We have known for well over a century that exposure to certain environmental agents can result in DNA mutations that ultimately cause cancer. However, it has been tricky to explicitly link specific tumors to individual culprits, such as UV light or tobacco smoke. Now a team of UK scientists has for the first time developed a way to identify specific mutational signatures in tumors that can be linked to certain carcinogens.
"Mutational signatures are the fingerprints that carcinogens leave behind on our DNA, and just like fingerprints, each one is unique," says Serena Nik-Zainal, a researcher from the University of Cambridge working on the project. "They allow us to treat tumors as a crime scene and, like forensic scientists, allow us to identify the culprit – and their accomplices – responsible for the tumor."
To create this catalog of mutational signatures, the researchers began by exposing induced pluripotent stem cells to a variety of environmental carcinogens. Using whole genome sequencing the researchers were able to identify specific mutational fingerprints from 41 carcinogenic agents, such as chemicals found in tobacco smoke, diesel fumes or certain foods.

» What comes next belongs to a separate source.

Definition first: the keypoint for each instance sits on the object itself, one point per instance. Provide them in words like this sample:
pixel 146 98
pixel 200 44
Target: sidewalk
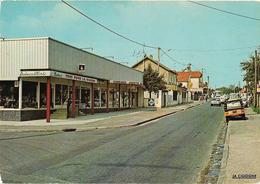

The study was also able to measure how damaging each specific carcinogen could actually be, unsurprisingly confirming some well-known explicit cancerous connections, including UV with melanoma and smoking with lung cancer. Other carcinogenic agents analyzed presented smaller effect sizes, and the researchers urge caution in using this study to affirm conclusive relationships between some cancers and specific environmental exposures.
Of course, the research isn't geared at finding a single conclusive cause for all individual cancers. Many of the carcinogenic agents examined presented such weak mutagenic signatures that it is suggested it would be difficult to conclusively claim the agent as the sole cause of a given tumor. Further work is inevitably needed to better catalog these mutagenic signatures found in tumors, as the legal implications of this research could be incredibly significant for those working in industries where exposure to certain carcinogenic agents is common.
The work is undeniably an impressive breakthrough in helping scientists more clearly understand the specific origins of individual cancers. Homing in on exactly what has contributed to the generation of a given tumor will help health care providers offer better advice for avoiding exposure to those carcinogenic agents in the future.
"Our reference library will allow doctors in future to identify those culprits responsible for causing cancer," says Nik-Zainal. "Such information could be invaluable in helping inform measures to reduce people's exposure to potentially dangerous carcinogens."
The study was published in the journal Cell.